An Information meeting for Swedish Nobel Biocare Holding AG shareholders will be held Friday 12 May, 2006 at 11.00 am at Elite Park Avenue Hotel, Sandbergssalen, Kungsportsavenyn 36-38, Gothenburg, Sweden.
Nobel Biocare is a medical devices group and the world leader in innovative esthetic dental solutions with its brands Branemark System(r), NobelSpeedy(tm), NobelReplace(tm), NobelPerfect(r), NobelDirect(r), Replace(r) Select, NobelGuide(tm) (dental implants) and Procera(r) (individualized dental prosthetics). Nobel Biocare is a one-stop shop for restorative esthetic dentistry based on science, offering a wide range of innovative Crown and Bridge and Implant products, as well as training and education and clinically documented treatment concepts.

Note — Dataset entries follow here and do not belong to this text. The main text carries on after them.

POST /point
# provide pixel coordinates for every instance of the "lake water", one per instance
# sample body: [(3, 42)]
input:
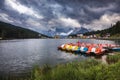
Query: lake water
[(18, 56)]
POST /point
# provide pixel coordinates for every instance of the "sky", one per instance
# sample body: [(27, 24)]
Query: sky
[(60, 15)]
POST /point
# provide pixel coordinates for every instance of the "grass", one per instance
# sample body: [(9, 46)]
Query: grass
[(90, 69), (86, 70), (113, 58)]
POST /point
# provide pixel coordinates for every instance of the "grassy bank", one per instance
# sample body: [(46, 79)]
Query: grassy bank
[(86, 70), (90, 69)]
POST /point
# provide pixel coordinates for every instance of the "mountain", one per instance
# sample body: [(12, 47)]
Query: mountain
[(9, 31)]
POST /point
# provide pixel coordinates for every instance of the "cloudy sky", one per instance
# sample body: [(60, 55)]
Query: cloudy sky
[(45, 15)]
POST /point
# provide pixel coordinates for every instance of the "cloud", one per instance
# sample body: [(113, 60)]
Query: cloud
[(101, 9), (69, 22), (5, 17), (32, 23), (104, 22), (22, 9)]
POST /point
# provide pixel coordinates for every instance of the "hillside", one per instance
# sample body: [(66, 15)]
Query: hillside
[(8, 31), (114, 31)]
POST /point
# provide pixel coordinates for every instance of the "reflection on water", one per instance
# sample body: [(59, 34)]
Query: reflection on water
[(17, 56)]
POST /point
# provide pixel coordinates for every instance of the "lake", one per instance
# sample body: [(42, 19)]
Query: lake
[(19, 56)]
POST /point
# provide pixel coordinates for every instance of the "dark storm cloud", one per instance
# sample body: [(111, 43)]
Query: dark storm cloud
[(56, 15)]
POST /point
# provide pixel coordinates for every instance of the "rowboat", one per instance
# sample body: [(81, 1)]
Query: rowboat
[(89, 48)]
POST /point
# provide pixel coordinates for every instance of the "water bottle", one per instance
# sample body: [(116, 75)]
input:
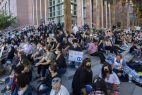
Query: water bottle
[(130, 78)]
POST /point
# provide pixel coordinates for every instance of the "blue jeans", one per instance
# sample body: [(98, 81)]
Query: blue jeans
[(61, 71)]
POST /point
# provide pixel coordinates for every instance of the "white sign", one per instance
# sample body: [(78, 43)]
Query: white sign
[(76, 56)]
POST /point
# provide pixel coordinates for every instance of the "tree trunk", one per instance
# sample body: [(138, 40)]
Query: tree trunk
[(67, 16)]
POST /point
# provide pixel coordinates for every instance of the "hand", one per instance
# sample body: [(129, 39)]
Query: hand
[(120, 68), (37, 64)]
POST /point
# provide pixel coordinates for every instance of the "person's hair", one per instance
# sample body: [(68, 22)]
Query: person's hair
[(59, 48), (23, 55), (53, 68), (26, 62), (75, 41), (120, 55), (94, 40), (103, 71), (85, 61), (100, 85), (18, 69), (48, 47), (22, 81)]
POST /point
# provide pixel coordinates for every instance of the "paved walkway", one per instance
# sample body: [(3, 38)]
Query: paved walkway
[(125, 87)]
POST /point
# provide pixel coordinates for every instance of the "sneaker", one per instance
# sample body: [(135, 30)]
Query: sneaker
[(4, 90)]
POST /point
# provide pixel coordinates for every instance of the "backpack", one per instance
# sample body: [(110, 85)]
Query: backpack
[(100, 87), (40, 87)]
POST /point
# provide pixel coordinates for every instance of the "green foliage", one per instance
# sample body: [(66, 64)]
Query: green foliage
[(6, 20), (138, 7)]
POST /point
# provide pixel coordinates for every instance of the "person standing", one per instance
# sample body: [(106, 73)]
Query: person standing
[(82, 77), (58, 88)]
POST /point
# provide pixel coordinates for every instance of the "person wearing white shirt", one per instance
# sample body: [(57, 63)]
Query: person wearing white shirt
[(58, 88), (110, 78)]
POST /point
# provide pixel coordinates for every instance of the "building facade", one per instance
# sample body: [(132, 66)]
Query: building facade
[(98, 13)]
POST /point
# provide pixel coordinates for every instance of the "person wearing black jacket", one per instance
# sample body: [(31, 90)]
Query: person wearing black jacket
[(60, 61), (82, 77)]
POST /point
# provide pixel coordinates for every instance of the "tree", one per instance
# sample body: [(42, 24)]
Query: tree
[(138, 7), (67, 16), (6, 20)]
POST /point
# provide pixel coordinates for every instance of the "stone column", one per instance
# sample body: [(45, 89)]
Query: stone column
[(102, 13), (45, 2), (67, 16), (106, 14), (80, 20), (98, 18), (40, 10), (109, 15), (91, 14), (113, 6), (33, 12), (36, 13)]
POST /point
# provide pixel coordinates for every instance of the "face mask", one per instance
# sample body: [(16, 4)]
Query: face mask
[(88, 67), (106, 71), (75, 45), (56, 52)]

Nobel Biocare has some 1,650 employees and recorded revenue of EUR 485 million in 2005. The company is domiciled in Zurich, Switzerland with headquarters in Zurich and in Gothenburg, Sweden. Production takes place at four production sites located in Sweden and the USA. Nobel Biocare has direct sales organizations in 33 countries. The shares of the parent company Nobel Biocare Holding AG are listed on the SWX Swiss Exchange and on the Stockholm Stock Exchange, Sweden.